从图表到代码:多模态模型的分层基准测试
From Charts to Code: A Hierarchical Benchmark for Multimodal Models
October 20, 2025
作者: Jiahao Tang, Henry Hengyuan Zhao, Lijian Wu, Yifei Tao, Dongxing Mao, Yang Wan, Jingru Tan, Min Zeng, Min Li, Alex Jinpeng Wang
cs.AI
摘要
我们推出了Chart2Code,这是一个用于评估大型多模态模型(LMMs)图表理解与代码生成能力的新基准。Chart2Code从用户驱动视角出发,精心设计,涵盖了多样化的真实场景,并逐步提升任务难度。它包含三个层级:第一层级(图表复现)要求根据参考图像和用户查询复现图表;第二层级(图表编辑)涉及复杂修改,如更换图表类型或添加元素;第三层级(长表转图表生成)则要求模型依据用户指令,将信息密集的长表格准确转化为图表。据我们所知,这是首个既反映实际chart2code应用场景,又系统化提升任务复杂度的层次化基准。Chart2Code总计包含2,023个任务,覆盖22种图表类型,并配有多层次评估指标,既检验代码正确性,也评估渲染图表的视觉保真度。我们对25个最先进的(SoTA)LMMs进行了基准测试,包括专有模型及最新开源模型如GPT-5、Qwen2.5-VL、InternVL3/3.5、MiMo-VL和Seed-1.6-VL。实验结果显示,即便是SoTA模型GPT-5,在编辑任务上的代码评估平均得分仅为0.57,图表质量评估平均得分仅为0.22,凸显了Chart2Code的挑战性。我们预期这一基准将推动多模态推理的进步,促进开发更强大、通用的LMMs。我们的代码与数据已发布于Chart2Code平台。
English
We introduce Chart2Code, a new benchmark for evaluating the chart
understanding and code generation capabilities of large multimodal models
(LMMs). Chart2Code is explicitly designed from a user-driven perspective,
capturing diverse real-world scenarios and progressively increasing task
difficulty. It consists of three levels: Level 1 (Chart Reproduction)

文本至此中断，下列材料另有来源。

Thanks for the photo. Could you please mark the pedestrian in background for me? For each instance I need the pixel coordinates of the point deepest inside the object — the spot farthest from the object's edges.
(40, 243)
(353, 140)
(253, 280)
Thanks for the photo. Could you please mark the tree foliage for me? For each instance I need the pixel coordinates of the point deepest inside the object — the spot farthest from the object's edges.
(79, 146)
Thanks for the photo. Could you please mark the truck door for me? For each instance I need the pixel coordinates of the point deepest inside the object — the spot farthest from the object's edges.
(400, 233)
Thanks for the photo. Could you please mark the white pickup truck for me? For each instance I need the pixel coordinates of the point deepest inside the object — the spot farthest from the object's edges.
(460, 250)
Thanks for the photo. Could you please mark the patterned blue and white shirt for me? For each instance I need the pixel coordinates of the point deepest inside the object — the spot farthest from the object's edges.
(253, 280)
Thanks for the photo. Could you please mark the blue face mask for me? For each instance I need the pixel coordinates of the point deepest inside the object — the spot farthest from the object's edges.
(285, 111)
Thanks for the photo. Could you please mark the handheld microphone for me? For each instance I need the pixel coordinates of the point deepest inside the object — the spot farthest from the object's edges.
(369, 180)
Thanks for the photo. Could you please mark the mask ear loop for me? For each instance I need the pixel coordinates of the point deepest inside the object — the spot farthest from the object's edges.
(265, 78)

reproduces charts from a reference figure and user query; Level 2 (Chart
Editing) involves complex modifications such as changing chart types or adding
elements; and Level 3 (Long-Table to Chart Generation) requires models to
transform long, information-dense tables into faithful charts following user
instructions. To our knowledge, this is the first hierarchical benchmark that
reflects practical chart2code usage while systematically scaling task
complexity. In total, Chart2Code contains 2,023 tasks across 22 chart types,
paired with multi-level evaluation metrics that assess both code correctness
and the visual fidelity of rendered charts. We benchmark 25 state-of-the-art
(SoTA) LMMs, including both proprietary and the latest open-source models such
as GPT-5, Qwen2.5-VL, InternVL3/3.5, MiMo-VL, and Seed-1.6-VL. Experimental
results demonstrate that even the SoTA model GPT-5 averages only 0.57 on
code-based evaluation and 0.22 on chart-quality assessment across the editing
tasks, underscoring the difficulty of Chart2Code. We anticipate this benchmark
will drive advances in multimodal reasoning and foster the development of more
robust and general-purpose LMMs. Our code and data are available on Chart2Code.